Antes de iniciar cualquier tarea, el pliego exige un exhaustivo relevamiento de patologías y desajustes, con registros fotográficos, cateos estratigráficos, ensayos in situ y análisis de muestras en laboratorio. El contratista deberá presentar un informe técnico detallado que será evaluado por la Inspección de Obra, que tendrá a su cargo el control estricto del cumplimiento de los criterios patrimoniales.
La restauración se completará con una nueva iluminación ornamental que permitirá destacar los valores arquitectónicos del edificio durante la noche, reforzando su presencia sobre la Avenida de Mayo. La obra incluye también tareas preliminares como montaje de andamios, cerramientos de seguridad, señalización, cartelería de obra y limpieza permanente durante todo el plazo de ejecución.
La restauración
Entre los puntos más detallados del proyecto está la restauración de la histórica puerta metálica ubicada en la ochava de Bolívar y Rivadavia. La carpintería, que conserva un sello del fabricante “A. Bayma”, presenta hoy corrosión avanzada, perforaciones, piezas faltantes y múltiples capas de pintura que ocultan su materialidad original.
La intervención prevé un relevamiento exhaustivo, mapeo de daños, limpieza mecánica y química controlada, tratamiento anticorrosivo, restitución de ornamentos faltantes como cabezas de leones y herrajes y la puesta a punto de los mecanismos de apertura y cierre.
Y uno de los aspectos más sensibles y técnicos de la licitación se desarrollará sobre la cúpula de mayor escala y complejidad estructural, emplazada en la ochava de Bolívar y Rivadavia. Este domo, sostenido por una imponente estructura metálica, hacía alcanzar los 65 metros de altura al edificio gracias a una aguja–pináculo que definía su remate vertical.
Ese elemento fue desmontado, según distintas fuentes, en la década del 30 por razones estructurales y después de un incendio, y reemplazado por un remate de menor altura que alteró la silueta original del Palacio. Ahora, la propuesta prevé la elaboración y montaje de una reproducción volumétrica del pináculo original, diseñada a partir de documentación histórica, planos y fotografías de época.
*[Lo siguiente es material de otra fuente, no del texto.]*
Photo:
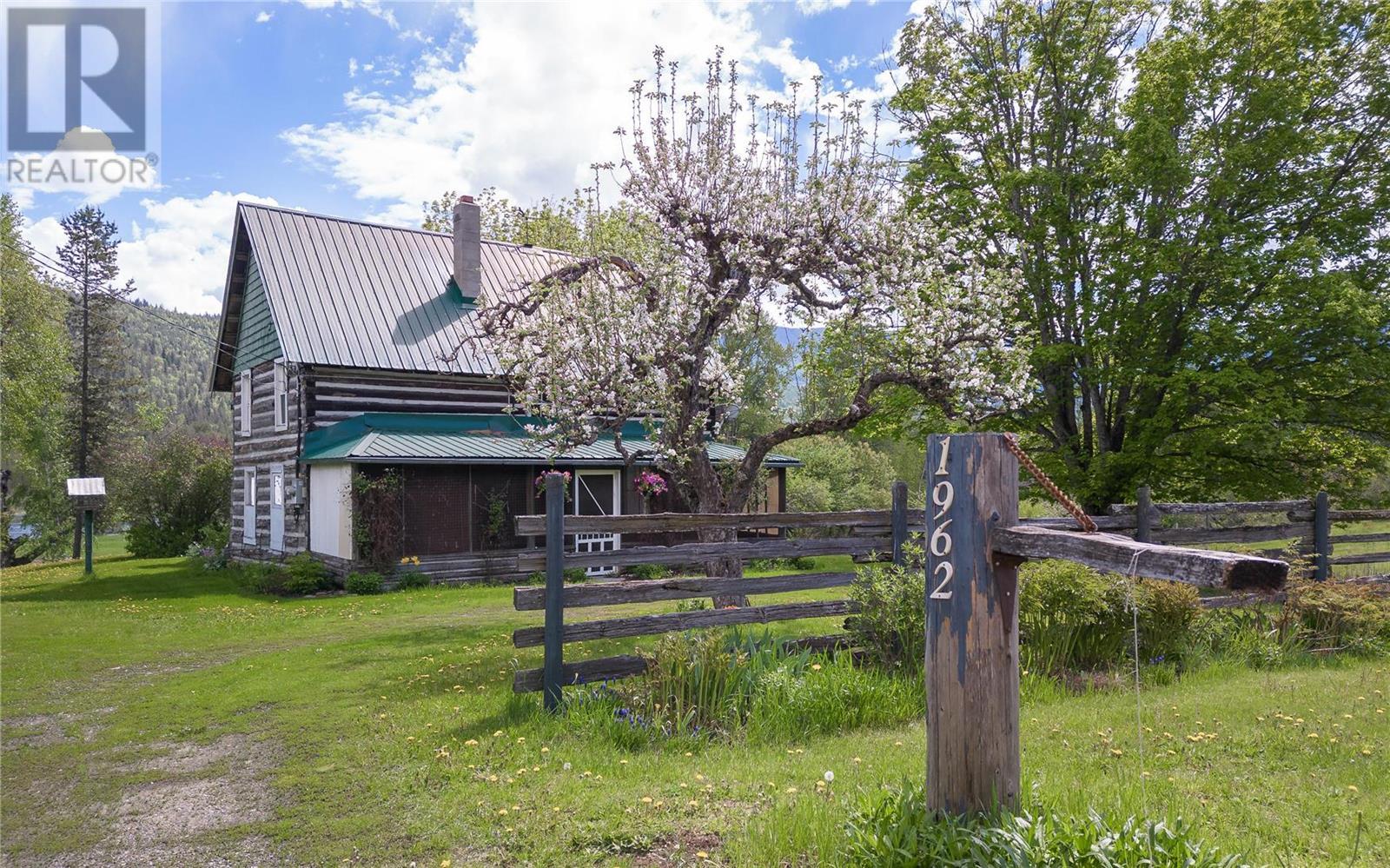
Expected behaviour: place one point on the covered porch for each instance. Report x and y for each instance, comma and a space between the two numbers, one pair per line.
462, 480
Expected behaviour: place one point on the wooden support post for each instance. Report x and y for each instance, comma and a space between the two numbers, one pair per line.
553, 590
972, 625
87, 527
900, 519
1322, 537
1144, 516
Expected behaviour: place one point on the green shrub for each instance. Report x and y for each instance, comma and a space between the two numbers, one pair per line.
306, 574
704, 682
174, 493
1339, 613
893, 828
363, 583
1072, 617
891, 620
261, 579
650, 571
829, 696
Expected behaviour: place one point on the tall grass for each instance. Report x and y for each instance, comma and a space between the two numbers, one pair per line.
731, 683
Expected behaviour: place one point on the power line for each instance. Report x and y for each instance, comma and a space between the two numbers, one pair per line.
59, 271
53, 266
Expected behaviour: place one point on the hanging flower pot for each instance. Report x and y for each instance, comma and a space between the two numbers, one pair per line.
650, 484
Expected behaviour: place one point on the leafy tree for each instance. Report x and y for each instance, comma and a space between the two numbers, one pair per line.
102, 395
174, 494
734, 224
1199, 215
838, 474
34, 368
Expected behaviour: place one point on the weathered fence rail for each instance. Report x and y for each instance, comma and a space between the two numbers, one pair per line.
1308, 522
1133, 539
862, 533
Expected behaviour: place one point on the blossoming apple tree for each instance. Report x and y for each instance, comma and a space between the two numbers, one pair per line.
751, 213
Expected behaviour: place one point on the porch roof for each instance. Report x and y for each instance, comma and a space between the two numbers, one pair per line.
476, 439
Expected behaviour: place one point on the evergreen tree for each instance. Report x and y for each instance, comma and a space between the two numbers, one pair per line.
103, 394
34, 369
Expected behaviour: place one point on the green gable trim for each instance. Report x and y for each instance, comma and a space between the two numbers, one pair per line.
476, 439
256, 337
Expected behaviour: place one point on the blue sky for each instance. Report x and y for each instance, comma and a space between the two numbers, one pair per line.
366, 109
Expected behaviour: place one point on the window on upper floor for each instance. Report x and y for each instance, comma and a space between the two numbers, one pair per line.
245, 402
281, 397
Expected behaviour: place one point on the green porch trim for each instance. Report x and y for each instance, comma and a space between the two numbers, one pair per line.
479, 439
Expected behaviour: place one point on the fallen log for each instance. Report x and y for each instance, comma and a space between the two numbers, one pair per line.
1116, 553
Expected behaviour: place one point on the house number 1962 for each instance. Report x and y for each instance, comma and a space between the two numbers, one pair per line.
943, 494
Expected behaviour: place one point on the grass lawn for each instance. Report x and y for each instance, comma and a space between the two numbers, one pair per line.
156, 715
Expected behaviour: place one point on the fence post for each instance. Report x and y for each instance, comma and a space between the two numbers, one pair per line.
972, 625
900, 520
1144, 516
1322, 537
553, 675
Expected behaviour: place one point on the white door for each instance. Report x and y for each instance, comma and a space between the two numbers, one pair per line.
249, 507
277, 508
598, 493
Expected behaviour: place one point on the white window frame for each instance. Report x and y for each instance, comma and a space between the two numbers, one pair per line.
249, 505
245, 397
281, 395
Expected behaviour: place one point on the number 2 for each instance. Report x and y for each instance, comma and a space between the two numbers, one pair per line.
942, 592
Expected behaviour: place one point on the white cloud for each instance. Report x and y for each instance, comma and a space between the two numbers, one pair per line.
177, 252
372, 7
815, 7
525, 102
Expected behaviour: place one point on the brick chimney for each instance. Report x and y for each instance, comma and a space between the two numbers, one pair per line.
467, 247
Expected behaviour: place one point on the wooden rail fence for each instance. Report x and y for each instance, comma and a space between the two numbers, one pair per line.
864, 534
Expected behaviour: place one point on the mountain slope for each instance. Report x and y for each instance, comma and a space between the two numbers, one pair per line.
173, 355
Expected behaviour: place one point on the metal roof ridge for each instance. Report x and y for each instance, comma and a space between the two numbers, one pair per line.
400, 229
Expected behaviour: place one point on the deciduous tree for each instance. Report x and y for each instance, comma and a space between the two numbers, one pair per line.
1199, 210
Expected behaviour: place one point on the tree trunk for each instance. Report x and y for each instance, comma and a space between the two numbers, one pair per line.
83, 414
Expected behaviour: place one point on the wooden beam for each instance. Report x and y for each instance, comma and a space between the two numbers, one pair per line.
1116, 553
1250, 533
1380, 537
972, 626
598, 669
673, 622
1214, 508
1366, 558
619, 593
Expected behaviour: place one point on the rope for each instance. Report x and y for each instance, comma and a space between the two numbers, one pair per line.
1068, 504
1139, 704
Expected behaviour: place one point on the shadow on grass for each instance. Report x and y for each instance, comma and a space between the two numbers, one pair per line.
143, 580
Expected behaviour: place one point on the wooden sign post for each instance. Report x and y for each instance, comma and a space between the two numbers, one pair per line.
973, 546
972, 625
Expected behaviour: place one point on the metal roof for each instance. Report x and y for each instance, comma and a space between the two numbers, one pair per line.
354, 294
474, 439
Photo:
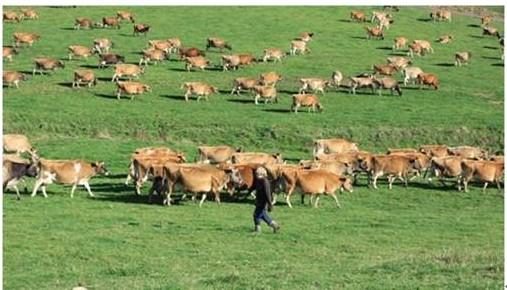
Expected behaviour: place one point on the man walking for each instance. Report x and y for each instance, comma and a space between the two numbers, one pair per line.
263, 201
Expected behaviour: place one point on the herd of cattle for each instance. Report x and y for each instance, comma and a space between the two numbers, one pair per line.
263, 87
336, 166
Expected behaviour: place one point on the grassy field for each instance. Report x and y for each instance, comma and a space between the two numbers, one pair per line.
423, 236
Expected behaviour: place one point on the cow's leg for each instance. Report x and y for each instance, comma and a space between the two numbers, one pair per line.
72, 190
202, 199
87, 186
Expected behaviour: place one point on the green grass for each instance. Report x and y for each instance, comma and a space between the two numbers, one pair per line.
422, 236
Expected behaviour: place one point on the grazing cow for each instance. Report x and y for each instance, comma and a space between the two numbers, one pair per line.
445, 39
265, 92
298, 46
13, 78
363, 82
400, 43
25, 37
358, 16
273, 53
111, 21
304, 100
81, 22
313, 84
415, 49
126, 69
468, 152
462, 58
425, 46
217, 43
12, 16
216, 154
387, 83
411, 73
79, 50
270, 79
429, 80
374, 32
125, 15
484, 171
102, 45
317, 181
8, 52
256, 158
109, 59
71, 172
441, 15
196, 61
190, 52
447, 166
84, 76
337, 145
141, 28
47, 64
198, 88
394, 166
206, 179
13, 172
385, 69
486, 20
230, 61
243, 84
152, 54
17, 143
131, 88
399, 62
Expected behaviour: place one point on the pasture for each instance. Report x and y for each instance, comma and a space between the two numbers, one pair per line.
423, 236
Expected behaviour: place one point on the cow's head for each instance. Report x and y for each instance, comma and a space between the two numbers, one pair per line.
100, 168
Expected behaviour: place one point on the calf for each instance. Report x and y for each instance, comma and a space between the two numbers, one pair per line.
13, 78
270, 79
111, 21
47, 64
216, 154
84, 76
265, 92
484, 171
217, 43
243, 84
358, 16
303, 100
298, 46
109, 59
131, 88
389, 84
411, 73
141, 28
428, 79
79, 50
196, 61
130, 70
69, 172
374, 32
8, 52
313, 84
462, 58
400, 43
198, 88
152, 54
14, 171
24, 37
125, 15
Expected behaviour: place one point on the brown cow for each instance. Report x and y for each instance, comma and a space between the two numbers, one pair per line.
75, 172
485, 171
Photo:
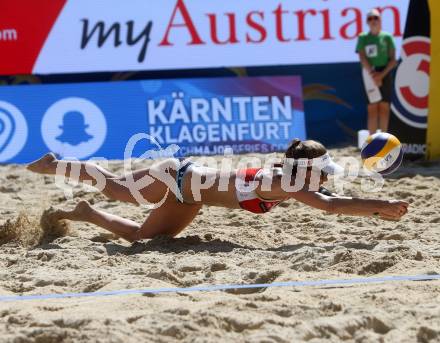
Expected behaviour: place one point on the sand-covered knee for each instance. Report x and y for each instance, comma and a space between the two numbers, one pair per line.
30, 230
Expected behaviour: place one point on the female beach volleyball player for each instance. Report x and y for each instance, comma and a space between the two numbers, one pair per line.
232, 191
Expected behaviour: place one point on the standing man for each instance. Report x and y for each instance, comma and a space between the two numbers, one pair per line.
377, 53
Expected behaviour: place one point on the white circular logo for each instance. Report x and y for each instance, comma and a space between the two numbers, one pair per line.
13, 131
410, 103
74, 127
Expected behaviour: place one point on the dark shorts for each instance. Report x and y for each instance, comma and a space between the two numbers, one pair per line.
386, 90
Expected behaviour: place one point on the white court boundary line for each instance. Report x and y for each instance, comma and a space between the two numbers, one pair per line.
328, 282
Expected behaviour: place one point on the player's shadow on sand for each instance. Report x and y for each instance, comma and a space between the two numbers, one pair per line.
168, 245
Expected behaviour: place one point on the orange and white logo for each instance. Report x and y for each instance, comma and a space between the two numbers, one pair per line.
410, 103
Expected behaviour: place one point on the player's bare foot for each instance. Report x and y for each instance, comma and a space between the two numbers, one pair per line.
42, 165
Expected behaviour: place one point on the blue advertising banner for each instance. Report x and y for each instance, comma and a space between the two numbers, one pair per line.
201, 116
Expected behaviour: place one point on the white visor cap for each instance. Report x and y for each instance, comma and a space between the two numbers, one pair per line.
324, 163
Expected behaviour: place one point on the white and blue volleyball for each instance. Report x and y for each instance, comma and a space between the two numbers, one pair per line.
382, 153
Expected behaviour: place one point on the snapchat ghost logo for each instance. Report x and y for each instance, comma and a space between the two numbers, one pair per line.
74, 127
13, 131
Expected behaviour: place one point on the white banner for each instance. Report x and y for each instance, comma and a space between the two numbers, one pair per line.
114, 35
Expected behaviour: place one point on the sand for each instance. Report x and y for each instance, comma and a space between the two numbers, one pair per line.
294, 242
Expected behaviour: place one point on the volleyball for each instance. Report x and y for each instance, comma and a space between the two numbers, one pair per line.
382, 153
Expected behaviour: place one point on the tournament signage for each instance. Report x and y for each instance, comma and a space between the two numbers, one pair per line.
114, 35
197, 116
411, 90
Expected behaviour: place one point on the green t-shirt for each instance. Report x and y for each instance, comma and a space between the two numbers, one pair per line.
377, 48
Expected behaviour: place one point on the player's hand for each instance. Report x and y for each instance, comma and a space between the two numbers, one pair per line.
393, 210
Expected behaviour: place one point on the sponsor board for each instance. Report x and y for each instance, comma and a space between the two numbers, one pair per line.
202, 116
410, 101
105, 36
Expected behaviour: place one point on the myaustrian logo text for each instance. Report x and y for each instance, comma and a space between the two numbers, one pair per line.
184, 28
8, 34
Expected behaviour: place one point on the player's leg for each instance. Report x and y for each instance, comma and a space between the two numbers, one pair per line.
373, 117
169, 219
82, 171
384, 115
148, 185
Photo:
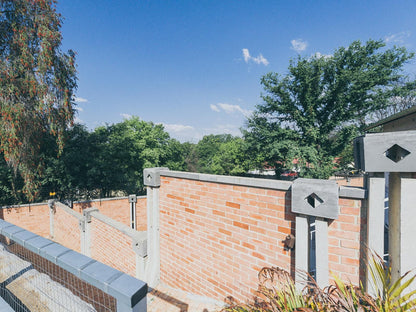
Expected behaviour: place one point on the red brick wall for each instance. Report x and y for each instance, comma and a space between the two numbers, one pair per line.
34, 218
66, 230
112, 247
216, 237
344, 237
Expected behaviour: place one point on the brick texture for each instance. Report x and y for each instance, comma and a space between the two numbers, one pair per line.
66, 230
216, 237
34, 218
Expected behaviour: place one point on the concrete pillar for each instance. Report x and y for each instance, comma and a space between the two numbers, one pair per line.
375, 220
133, 201
86, 231
408, 228
321, 252
51, 204
141, 306
408, 225
153, 237
301, 250
151, 178
394, 224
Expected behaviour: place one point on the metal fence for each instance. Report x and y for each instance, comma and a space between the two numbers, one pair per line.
37, 274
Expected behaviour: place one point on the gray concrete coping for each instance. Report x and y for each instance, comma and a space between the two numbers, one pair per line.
75, 202
69, 210
139, 239
344, 191
123, 287
4, 306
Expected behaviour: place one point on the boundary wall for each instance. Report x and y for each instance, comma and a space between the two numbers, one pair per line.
217, 232
86, 230
35, 217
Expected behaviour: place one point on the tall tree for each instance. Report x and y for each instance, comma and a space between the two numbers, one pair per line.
312, 113
37, 81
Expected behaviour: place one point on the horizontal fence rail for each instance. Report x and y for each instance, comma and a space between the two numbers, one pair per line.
38, 274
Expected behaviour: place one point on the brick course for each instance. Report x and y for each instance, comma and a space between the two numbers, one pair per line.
214, 237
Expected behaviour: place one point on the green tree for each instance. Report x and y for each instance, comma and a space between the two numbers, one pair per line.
220, 154
37, 81
312, 113
124, 149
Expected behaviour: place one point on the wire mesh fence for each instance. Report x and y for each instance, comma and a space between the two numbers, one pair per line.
29, 282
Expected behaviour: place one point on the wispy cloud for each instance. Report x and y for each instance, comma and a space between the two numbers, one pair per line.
229, 108
78, 120
214, 108
79, 100
398, 37
320, 55
224, 128
299, 45
260, 59
177, 127
125, 116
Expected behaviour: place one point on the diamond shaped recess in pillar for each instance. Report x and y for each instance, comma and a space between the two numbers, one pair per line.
396, 153
314, 200
317, 198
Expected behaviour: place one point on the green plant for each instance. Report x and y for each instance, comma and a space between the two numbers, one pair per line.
278, 293
391, 295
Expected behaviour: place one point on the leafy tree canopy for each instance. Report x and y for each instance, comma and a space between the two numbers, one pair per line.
312, 113
37, 81
218, 154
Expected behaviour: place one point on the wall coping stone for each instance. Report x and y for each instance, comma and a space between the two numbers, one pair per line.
139, 238
123, 287
75, 202
69, 211
344, 191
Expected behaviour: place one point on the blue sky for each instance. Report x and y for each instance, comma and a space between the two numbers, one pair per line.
195, 66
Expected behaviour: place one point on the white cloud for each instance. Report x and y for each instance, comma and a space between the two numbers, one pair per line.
398, 37
229, 108
258, 60
79, 99
214, 108
224, 128
125, 116
177, 127
246, 55
299, 45
77, 120
320, 55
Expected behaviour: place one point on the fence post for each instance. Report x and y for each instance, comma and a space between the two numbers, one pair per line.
51, 204
317, 198
301, 250
86, 231
151, 177
395, 153
375, 228
321, 247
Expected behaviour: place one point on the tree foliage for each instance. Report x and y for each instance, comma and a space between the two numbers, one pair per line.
108, 161
37, 81
217, 154
312, 113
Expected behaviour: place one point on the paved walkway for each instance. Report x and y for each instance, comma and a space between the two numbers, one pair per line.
167, 299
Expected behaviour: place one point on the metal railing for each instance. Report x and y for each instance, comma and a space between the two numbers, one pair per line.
37, 274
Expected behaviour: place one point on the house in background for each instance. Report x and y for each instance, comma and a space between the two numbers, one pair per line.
402, 121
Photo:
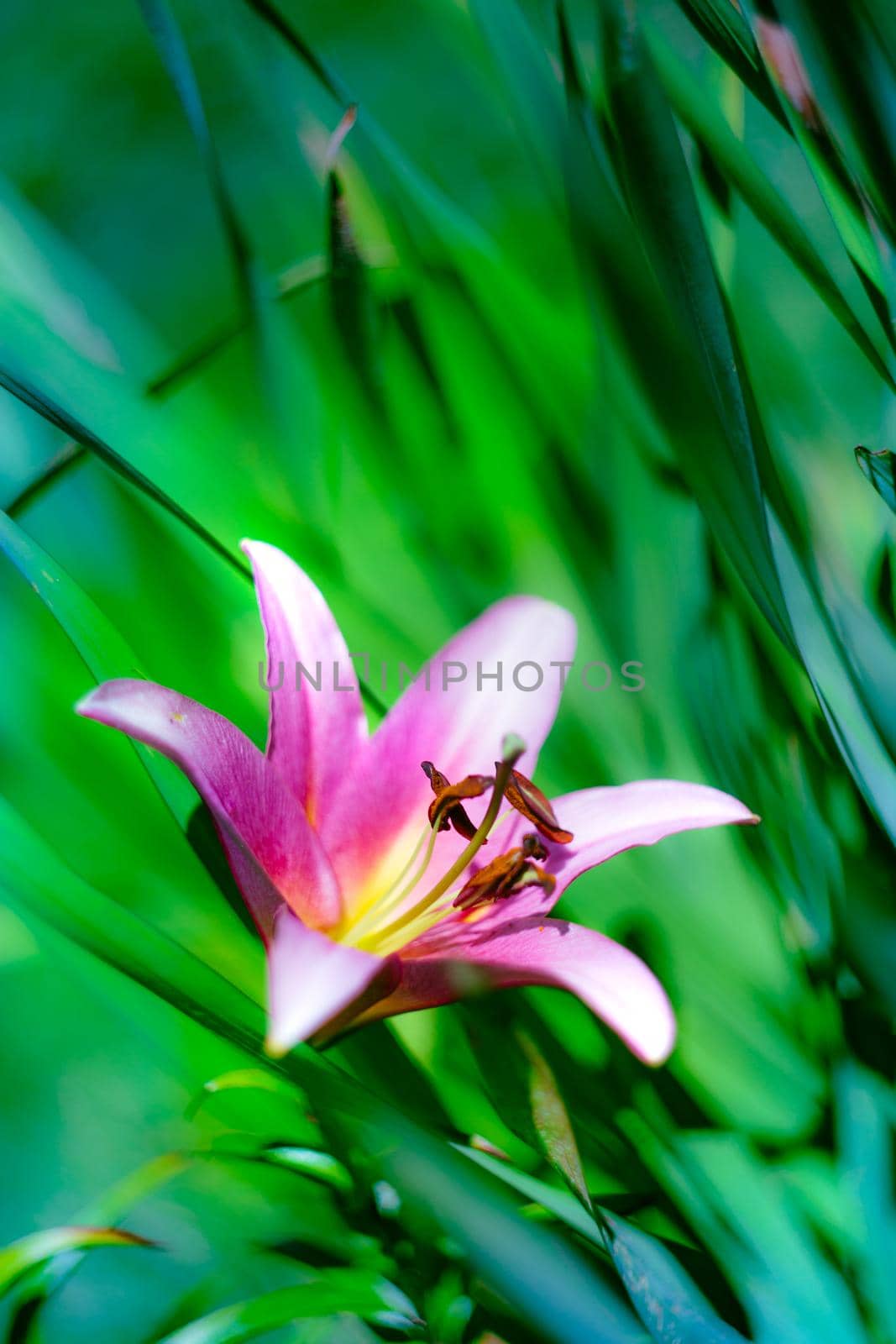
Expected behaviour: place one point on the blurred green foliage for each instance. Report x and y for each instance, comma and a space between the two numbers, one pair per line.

La nueva aguja será más liviana que la original, pero respetará sus proporciones, morfología y rasgos ornamentales, lo que apunta a garantizar su compatibilidad estructural y estética con la cúpula existente, en un edificio catalogado dentro del Área de Protección Histórica APH1.
En declaraciones a LA NACION, Juan Pablo Vacas, subsecretario de Paisaje Urbano, explicó que buscarán recuperar “el diseño original del edificio, tanto en los colores para que sea un símil piedra como en todos sus elementos, como el caso del pináculo”.
“El palacio está situado entre el Cabildo y la Catedral Metropolitana con una presencia urbana que pocos edificios tienen. Y esa volumetría que le otorgaba el pináculo forma parte de una tradición renacentista de Siena y Florencia y que era una de las características pensadas para las municipalidades”, precisó.
En paralelo, se ejecutarán trabajos de restauración sobre las otras dos cúpulas: la principal sobre la Avenida de Mayo, que alberga el reloj de cuatro esferas, y la ubicada en la esquina de Avenida de Mayo y Bolívar, declarada Sitio de Interés Histórico.
En ambos casos, se abordarán patologías acumuladas por décadas de intervenciones parciales, falta de mantenimiento y alteraciones impropias, siempre bajo criterios de mínima intervención y respeto por la materialidad original.
En tanto, en el Edificio La Prensa las tareas comprenderán la restauración integral de las superficies completas de la fachada sobre la Avenida de Mayo, y del Pasaje de los Carruajes interior; la restauración de carpinterías, herrería artística y luminarias; el acondicionamiento del reloj y del campanario; y la iluminación de la fachada.